The position of Triplostegia aside, Pterocephalodes, a recent segregate from Pterocephalus (Mayer & Ehrendorfer 2000), and Bassecoia together form a clade that is sister to the rest of the family (Avino et al. 2009; Carlson et al. 2009). For other phylogenetic studies, see Caputo et al. (2004).
Synonymy: Scabiosaceae Martinov, Triplostegiaceae Airy Shaw
VALERIANACEAE Batsch Back to Dipsacales
Foetid monoterpenoids and sesquiterpenoids, valpotriates +; true tracheids ?; leaf bases often sheathing; (plant dioecious), flowers small, (polysymmetric), bracteoles +, epicalyx 0; K small, abaxial C basally spurred (or not); A (1-)3(4-5), (anthers bisporangiate - Valeriana subg. Phyllactis); pollen colpate; (G with sterile loculi well developed); K + (a pappus; reduced); testa 1-layered; (endosperm 0); n = (7-)8(9-12), chromosomes 0.7-4 µm long.

17[list]/315: Valeriana (200: perhaps para- or polyphyletic - Hidalgo et al. 2004), Valerianella (80). N. temperate, especially Mediterranean, and Andean South America (half the family) (map: from Hultén 1958; Meusel et al. 1978). [Photo - Habit, Flower, Flower.]
Evolution. Divergence & Distribution. Crown-group Valerianaceae may be 60-55 million years old (Bell & Donoghue 2005a), but diversification in the Andean paramo - ca 1/7 of the family - happened less than 5 million years ago (Bell & Donoghue 2005b).
Seed Dispersal. For fruit and seed evolution, see Jacobs et al. (2010a: Nardostachys not included). The fruits are very variable in their morphology, and dispersal is by a variety of mechanisms.
Chemistry, Morphology, etc. Valepotriates are triesters of route I secoiridoids; for their distribution - they are also found in Nardostachys and Triplostegia - see Backlund and Moritz (1998).
The calyx in Patrinia and in particular Nardostachys is well-developed. Evident sterile loculi, a well developed calyx, an androecium with either four or five stamens, presence of endosperm, etc., are likely to be plesiomorphic in the family. The corolla tube of Centranthus is divided vertically into two by a septum. The extra "bracteole" of Patrinia may be an interpolated structure that develops into a fruit wing (Hoffmann & Göttmann 1990).
For ovule morphology (no vascular tissue?), see Guignard (1893), and for general morphology, see Eriksen (1989).

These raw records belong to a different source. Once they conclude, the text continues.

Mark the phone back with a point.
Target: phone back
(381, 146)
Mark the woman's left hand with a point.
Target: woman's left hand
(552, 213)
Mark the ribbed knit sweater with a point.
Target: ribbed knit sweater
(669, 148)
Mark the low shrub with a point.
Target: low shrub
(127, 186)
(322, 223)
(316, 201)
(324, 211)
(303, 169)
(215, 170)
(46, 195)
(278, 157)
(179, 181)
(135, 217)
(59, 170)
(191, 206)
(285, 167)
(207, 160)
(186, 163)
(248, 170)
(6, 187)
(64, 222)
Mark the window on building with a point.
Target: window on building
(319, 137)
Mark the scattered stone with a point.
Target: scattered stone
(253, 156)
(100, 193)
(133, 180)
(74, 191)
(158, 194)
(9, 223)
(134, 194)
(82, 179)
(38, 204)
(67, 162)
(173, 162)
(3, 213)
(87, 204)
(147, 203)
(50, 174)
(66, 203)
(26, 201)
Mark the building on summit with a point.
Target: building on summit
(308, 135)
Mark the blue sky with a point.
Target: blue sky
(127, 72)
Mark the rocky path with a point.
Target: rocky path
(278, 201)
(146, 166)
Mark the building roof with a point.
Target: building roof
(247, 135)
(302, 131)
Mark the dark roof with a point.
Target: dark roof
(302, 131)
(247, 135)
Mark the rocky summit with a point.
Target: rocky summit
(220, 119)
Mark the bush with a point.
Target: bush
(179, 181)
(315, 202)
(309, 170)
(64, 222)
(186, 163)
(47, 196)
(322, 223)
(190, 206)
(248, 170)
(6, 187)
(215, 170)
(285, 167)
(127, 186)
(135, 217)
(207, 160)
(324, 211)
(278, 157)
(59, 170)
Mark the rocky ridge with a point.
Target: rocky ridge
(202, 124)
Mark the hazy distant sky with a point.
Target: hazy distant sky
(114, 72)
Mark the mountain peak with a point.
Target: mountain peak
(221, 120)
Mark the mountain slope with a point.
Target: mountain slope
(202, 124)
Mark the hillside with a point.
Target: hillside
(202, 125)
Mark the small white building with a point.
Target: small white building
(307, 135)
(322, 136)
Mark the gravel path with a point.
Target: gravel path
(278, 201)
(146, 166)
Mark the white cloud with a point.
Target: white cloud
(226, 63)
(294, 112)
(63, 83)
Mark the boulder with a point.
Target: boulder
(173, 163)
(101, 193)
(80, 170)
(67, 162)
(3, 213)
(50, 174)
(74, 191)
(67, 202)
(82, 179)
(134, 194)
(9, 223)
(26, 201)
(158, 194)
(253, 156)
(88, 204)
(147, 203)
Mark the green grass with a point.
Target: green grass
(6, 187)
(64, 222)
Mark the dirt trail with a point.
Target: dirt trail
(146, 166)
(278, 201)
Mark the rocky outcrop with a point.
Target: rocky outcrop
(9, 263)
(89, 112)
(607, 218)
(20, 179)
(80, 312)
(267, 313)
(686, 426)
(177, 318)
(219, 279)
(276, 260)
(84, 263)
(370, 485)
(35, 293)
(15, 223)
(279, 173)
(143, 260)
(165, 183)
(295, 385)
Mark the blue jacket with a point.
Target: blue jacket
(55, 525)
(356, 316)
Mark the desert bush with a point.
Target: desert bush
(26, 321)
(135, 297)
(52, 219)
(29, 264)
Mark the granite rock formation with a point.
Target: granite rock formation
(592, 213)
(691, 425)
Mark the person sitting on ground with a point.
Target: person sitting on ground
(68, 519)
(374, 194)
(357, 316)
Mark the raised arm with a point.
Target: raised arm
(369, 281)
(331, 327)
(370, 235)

Phylogeny. Patrinia may be sister to the rest of the family (Pyck 2002), Nardostachys sister to the remaining taxa (Bell 2004; Bell & Donoghue 2005b: both with very strong support), or the two together form a well-supported clade sister to other Valerianaceae (Hidalgo et al. 2004); the former topology is more likely. Valeriana celtica, Valerianella and Centranthus may be successively sister to Valeriana (Bell & Donoghue 2005b, for which see for further details). For other phylogenies of the family, see Bell (2004) and Hidalgo et al. (2004).